Quick evaluation the Earth’s health

The Fall has come! That beautiful period of the year when nature starts to slowly retreat is finally among us. Summer holidays are gone, and humans, as well as animals, are preparing for the long nights of winter.

Beginning of the ice cap in southern Iceland: picture by Gianluca Di Marco

In this period of the year, it is always good to check out satellite images of the Arctic to evaluate the Earth’s health. The ice cover of our Planet is very important during a period of increasing greenhouse gases and climate change, but to understand this we need to take a step back and think about a different concept: the albedo.

The albedo of an element is the capacity of a certain object to reflect sunlight. It can be expressed through numerical figures and, to keep things simple, we will assume that the colour white has an albedo of 1 (meaning is the frequency of radiation that reflects the most of sunlight) while the colour black has an albedo of 10. We can already notice something here: when you complain about your black car being heated because “attracts the sunlight” you are wrong: the colour of your car or clothes does not attract the sunlight but it is simply unable to reflect it back, and so the car gets hot.

But what has this to do with the planet?

If you make a couple of mental notes, climate change is simple to grasp. We need a high volume of surfaces with high values of albedo, in order to reflect more sunlight back into the outer space. And what is the white thing we have on the surface of our planet? Ice and snow. If we reduce the amount of ice and snow (by releasing more greenhouse gases into our atmosphere that will increase the Earth’s temperature, resulting in the melting of the ice caps) we will keep fueling the positive feedback loop of more GHG, higher temperature, less ice, less sunlight reflected back, and so on.

Obviously, ice is more abundant in Northern Latitudes. The beginning of Autumn declares also the end of the polar summer, the hottest period of the year at the poles, during which the ice naturally melts, despite of climate change. However, it is important to check the ice cover and compare it to previous years: this will give us an estimate of the melting of the ice rate, an important data we can use to evaluate the state of climate change (it can also be used to show proofs to your dumb friends who denies it at all).

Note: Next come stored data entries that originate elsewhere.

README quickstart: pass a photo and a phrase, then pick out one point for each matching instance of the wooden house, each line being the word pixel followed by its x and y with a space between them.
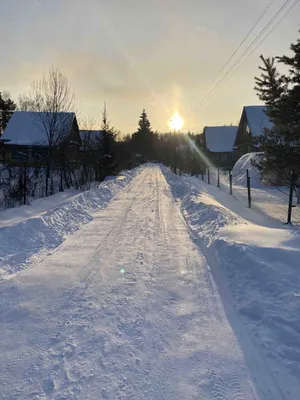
pixel 252 124
pixel 26 137
pixel 218 144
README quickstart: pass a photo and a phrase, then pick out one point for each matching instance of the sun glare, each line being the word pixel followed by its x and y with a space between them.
pixel 176 122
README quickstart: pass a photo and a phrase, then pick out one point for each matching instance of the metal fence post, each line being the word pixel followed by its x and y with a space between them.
pixel 230 182
pixel 25 184
pixel 249 188
pixel 289 220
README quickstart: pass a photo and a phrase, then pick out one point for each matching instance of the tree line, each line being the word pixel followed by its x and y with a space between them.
pixel 280 91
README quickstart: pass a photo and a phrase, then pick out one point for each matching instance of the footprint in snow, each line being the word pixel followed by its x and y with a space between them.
pixel 48 386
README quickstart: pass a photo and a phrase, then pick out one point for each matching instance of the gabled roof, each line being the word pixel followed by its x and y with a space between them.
pixel 257 119
pixel 220 139
pixel 30 128
pixel 90 137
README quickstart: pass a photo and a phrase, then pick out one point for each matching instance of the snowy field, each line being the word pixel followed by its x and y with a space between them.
pixel 255 261
pixel 269 200
pixel 149 288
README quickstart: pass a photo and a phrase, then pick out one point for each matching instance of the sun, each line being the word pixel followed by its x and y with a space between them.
pixel 176 122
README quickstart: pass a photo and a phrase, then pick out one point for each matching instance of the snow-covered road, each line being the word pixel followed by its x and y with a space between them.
pixel 126 308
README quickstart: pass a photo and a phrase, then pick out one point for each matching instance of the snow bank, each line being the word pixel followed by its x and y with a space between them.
pixel 239 172
pixel 21 237
pixel 259 263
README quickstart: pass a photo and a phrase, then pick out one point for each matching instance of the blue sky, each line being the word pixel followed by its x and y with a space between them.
pixel 134 54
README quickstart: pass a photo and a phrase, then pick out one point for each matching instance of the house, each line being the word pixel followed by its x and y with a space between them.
pixel 218 143
pixel 252 124
pixel 90 139
pixel 26 137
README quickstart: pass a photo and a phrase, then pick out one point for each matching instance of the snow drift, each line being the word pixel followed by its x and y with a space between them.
pixel 259 260
pixel 239 171
pixel 47 230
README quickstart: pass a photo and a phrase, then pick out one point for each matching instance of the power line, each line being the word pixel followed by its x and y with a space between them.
pixel 240 45
pixel 245 55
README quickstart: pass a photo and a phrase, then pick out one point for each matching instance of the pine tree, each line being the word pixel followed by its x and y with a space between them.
pixel 281 94
pixel 143 138
pixel 7 107
pixel 107 150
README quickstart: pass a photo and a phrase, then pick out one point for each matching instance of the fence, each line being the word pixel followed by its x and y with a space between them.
pixel 280 203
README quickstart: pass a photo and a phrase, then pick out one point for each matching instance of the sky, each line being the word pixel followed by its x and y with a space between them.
pixel 160 55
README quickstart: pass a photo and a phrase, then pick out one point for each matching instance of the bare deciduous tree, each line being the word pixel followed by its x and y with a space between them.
pixel 53 101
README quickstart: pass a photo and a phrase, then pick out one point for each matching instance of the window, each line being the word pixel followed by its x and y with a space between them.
pixel 19 154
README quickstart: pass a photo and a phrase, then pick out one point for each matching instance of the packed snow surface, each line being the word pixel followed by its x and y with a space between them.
pixel 154 298
pixel 255 261
pixel 125 308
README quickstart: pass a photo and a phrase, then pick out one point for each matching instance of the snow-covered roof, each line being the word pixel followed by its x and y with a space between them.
pixel 220 139
pixel 257 119
pixel 30 128
pixel 90 137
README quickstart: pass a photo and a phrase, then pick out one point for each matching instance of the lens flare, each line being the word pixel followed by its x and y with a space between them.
pixel 176 122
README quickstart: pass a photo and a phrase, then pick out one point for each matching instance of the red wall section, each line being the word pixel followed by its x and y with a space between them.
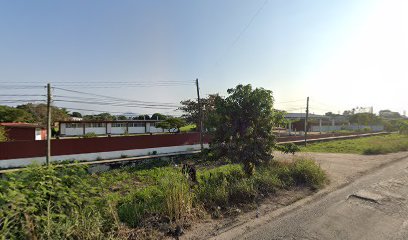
pixel 27 149
pixel 20 134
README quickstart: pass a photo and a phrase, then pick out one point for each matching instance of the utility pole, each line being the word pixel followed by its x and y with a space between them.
pixel 306 118
pixel 200 112
pixel 48 156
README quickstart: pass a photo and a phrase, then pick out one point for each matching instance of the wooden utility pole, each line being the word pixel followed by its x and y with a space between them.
pixel 306 119
pixel 200 112
pixel 48 156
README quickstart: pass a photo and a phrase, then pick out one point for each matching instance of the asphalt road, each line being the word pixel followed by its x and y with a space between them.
pixel 374 206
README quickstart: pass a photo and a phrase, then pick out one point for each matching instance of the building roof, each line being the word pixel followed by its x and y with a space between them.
pixel 112 121
pixel 303 115
pixel 20 125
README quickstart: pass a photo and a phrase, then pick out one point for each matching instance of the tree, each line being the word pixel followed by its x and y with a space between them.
pixel 191 109
pixel 3 134
pixel 172 123
pixel 244 124
pixel 39 112
pixel 10 114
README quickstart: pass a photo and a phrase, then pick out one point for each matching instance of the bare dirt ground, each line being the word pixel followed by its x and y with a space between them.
pixel 342 169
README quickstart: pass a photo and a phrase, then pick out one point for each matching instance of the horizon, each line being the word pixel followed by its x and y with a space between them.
pixel 342 54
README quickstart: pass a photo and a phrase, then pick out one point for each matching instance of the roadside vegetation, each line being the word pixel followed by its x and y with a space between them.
pixel 150 201
pixel 367 145
pixel 68 203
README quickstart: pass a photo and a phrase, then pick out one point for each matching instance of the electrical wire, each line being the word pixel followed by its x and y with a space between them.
pixel 114 98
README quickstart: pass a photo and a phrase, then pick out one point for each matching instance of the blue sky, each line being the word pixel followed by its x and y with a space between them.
pixel 341 53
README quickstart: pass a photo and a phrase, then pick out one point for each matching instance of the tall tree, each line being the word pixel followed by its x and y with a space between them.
pixel 3 134
pixel 244 123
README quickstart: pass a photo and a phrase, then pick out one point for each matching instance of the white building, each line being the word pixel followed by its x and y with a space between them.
pixel 75 128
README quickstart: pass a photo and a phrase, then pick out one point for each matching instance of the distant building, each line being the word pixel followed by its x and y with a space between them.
pixel 24 131
pixel 389 114
pixel 75 128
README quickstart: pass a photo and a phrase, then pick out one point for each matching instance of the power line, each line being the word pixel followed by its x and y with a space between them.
pixel 118 104
pixel 243 30
pixel 114 98
pixel 21 95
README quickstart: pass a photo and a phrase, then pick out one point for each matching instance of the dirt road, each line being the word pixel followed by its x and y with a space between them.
pixel 367 199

Following are ice cover in the Arctic for the following year: 2020, 2019, 2018, 2000 (all the pictures shows the same day, 15th September) (Source: Nasa Earth Observation)


I can barely notice any difference when sliding the images. Does that mean that the Planet is not warming, or that the ice caps are not melting? Absolutely not.

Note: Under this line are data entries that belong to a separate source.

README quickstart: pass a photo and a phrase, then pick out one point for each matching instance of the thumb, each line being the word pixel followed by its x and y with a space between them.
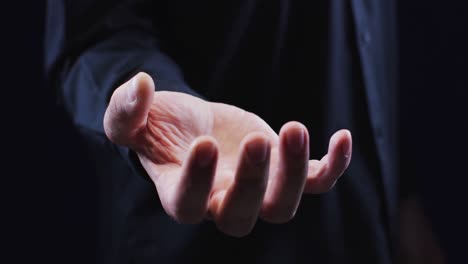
pixel 128 109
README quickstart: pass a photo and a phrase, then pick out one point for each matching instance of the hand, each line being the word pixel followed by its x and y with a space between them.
pixel 217 161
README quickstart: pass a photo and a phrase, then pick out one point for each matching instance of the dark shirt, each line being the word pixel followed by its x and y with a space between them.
pixel 329 64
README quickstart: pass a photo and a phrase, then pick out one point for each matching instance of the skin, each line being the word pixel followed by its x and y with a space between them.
pixel 216 161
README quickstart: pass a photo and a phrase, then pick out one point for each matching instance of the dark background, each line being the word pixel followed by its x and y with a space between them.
pixel 50 209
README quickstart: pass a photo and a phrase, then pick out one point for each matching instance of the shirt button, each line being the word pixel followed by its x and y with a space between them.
pixel 378 132
pixel 365 38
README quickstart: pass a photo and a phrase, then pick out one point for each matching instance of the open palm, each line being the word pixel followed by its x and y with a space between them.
pixel 218 161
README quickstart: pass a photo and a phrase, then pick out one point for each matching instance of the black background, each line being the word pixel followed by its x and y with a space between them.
pixel 48 204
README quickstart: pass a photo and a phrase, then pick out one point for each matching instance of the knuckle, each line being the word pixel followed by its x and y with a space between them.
pixel 236 227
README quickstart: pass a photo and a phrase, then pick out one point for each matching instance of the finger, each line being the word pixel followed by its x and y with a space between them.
pixel 185 197
pixel 128 109
pixel 239 206
pixel 286 186
pixel 323 174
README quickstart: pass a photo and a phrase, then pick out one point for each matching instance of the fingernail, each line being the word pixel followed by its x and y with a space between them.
pixel 346 148
pixel 257 153
pixel 132 96
pixel 206 156
pixel 295 142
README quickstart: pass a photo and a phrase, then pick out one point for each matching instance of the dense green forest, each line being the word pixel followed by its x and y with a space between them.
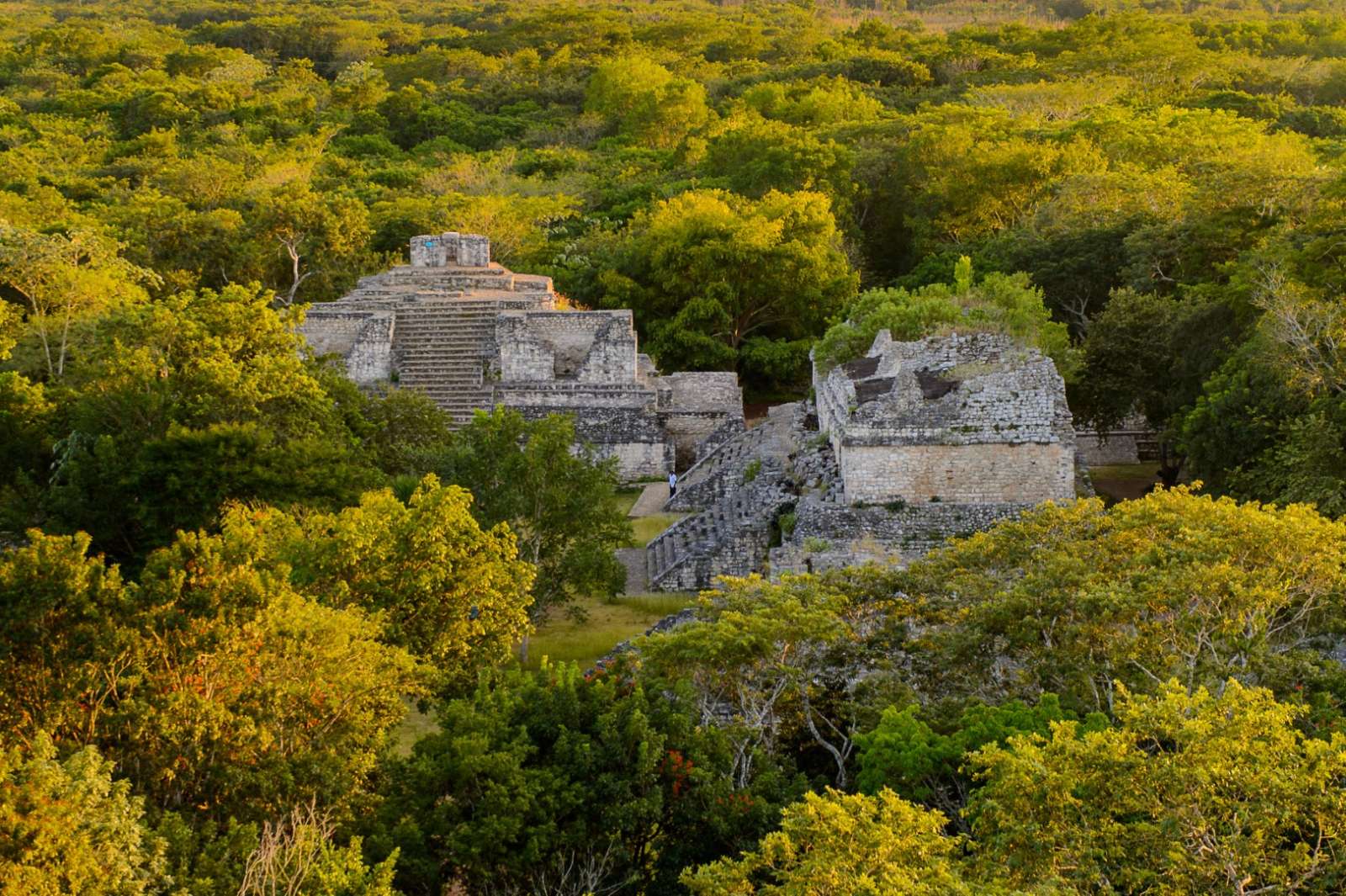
pixel 226 575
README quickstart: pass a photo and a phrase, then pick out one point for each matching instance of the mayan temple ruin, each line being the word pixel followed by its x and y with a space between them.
pixel 897 451
pixel 473 335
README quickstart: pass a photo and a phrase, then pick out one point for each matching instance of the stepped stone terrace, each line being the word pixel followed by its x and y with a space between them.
pixel 474 335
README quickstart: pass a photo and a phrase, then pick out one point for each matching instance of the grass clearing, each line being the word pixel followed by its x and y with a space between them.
pixel 1124 482
pixel 1150 471
pixel 412 728
pixel 648 528
pixel 563 639
pixel 626 498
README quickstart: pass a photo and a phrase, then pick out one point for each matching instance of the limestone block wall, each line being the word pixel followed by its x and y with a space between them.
pixel 699 411
pixel 522 357
pixel 905 530
pixel 363 338
pixel 619 422
pixel 960 474
pixel 444 249
pixel 585 346
pixel 695 433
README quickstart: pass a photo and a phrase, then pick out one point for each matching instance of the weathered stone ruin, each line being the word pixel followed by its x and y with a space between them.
pixel 473 335
pixel 902 449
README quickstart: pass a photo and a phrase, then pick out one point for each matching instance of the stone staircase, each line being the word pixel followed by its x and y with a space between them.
pixel 729 538
pixel 442 348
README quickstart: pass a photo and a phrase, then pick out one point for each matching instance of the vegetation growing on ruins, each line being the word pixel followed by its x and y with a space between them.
pixel 226 572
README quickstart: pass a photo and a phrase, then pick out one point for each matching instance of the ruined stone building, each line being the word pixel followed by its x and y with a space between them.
pixel 473 335
pixel 901 449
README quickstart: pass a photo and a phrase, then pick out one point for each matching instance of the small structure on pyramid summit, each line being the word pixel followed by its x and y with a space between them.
pixel 474 335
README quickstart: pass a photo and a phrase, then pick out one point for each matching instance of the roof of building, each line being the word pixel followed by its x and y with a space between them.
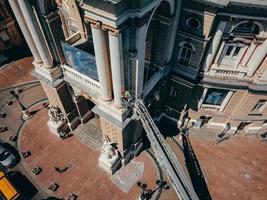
pixel 223 3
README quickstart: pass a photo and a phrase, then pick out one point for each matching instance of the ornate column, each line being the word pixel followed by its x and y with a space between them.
pixel 25 30
pixel 257 58
pixel 116 60
pixel 102 61
pixel 248 54
pixel 213 48
pixel 141 33
pixel 36 32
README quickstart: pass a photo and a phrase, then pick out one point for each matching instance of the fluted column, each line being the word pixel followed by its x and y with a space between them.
pixel 257 58
pixel 116 60
pixel 102 62
pixel 214 46
pixel 36 32
pixel 25 30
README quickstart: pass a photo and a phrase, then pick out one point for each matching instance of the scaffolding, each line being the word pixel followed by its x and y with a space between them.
pixel 165 155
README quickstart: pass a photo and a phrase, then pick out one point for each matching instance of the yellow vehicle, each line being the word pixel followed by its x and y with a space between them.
pixel 7 190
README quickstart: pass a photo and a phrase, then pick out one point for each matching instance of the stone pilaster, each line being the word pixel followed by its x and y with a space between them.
pixel 36 33
pixel 116 60
pixel 102 61
pixel 25 30
pixel 213 48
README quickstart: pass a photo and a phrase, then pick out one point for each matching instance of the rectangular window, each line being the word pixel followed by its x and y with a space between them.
pixel 215 97
pixel 5 38
pixel 259 106
pixel 231 54
pixel 174 92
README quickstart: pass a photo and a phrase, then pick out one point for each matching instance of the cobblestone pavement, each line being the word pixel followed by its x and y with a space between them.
pixel 233 169
pixel 83 176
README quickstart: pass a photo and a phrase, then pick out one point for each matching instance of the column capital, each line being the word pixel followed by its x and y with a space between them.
pixel 111 30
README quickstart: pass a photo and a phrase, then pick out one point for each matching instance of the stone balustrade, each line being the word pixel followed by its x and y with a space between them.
pixel 76 76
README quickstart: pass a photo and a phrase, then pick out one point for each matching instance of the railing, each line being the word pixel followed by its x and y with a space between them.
pixel 118 8
pixel 82 79
pixel 165 155
pixel 210 107
pixel 223 73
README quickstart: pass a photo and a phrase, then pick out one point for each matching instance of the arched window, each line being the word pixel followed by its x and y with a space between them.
pixel 247 28
pixel 185 53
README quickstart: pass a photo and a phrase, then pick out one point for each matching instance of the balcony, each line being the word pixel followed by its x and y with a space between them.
pixel 211 108
pixel 117 7
pixel 73 76
pixel 227 73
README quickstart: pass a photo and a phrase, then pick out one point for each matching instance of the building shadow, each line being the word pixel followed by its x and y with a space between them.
pixel 195 172
pixel 26 189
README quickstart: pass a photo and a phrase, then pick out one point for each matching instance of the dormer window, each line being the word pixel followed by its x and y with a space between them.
pixel 247 28
pixel 232 54
pixel 193 23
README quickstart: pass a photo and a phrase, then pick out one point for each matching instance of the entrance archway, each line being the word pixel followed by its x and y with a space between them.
pixel 159 29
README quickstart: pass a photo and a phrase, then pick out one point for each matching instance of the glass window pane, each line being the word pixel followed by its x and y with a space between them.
pixel 237 50
pixel 229 50
pixel 215 96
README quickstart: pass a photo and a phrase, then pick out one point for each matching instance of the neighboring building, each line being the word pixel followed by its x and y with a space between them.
pixel 204 57
pixel 10 35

That is a sign that the process is happening at a slower rate of what we might believe, but careful: I do not intend to pass the message that climate change is happening at a slower rate than we think. Simply, as we can see from this satellite images from NASA, the ice caps are melting at a slower rate than we think.

However, to quantify the gravity of the situation for those of you who are now feeling more comfortable with the climate crisis, we should compare the ice caps at the end of the Arctic summer with images from pre-industrial period to have a visual glance of how we are impacting the planet.

The purpose of this annual exercise is to embrace you with knowledge: just so you know, the next time you see a breaking news of an ice cap melting in the North Pole in July, you could simply notify the source that it is absolutely normal, and that it has been happening at a more or less steady rate for the past 20 years or so.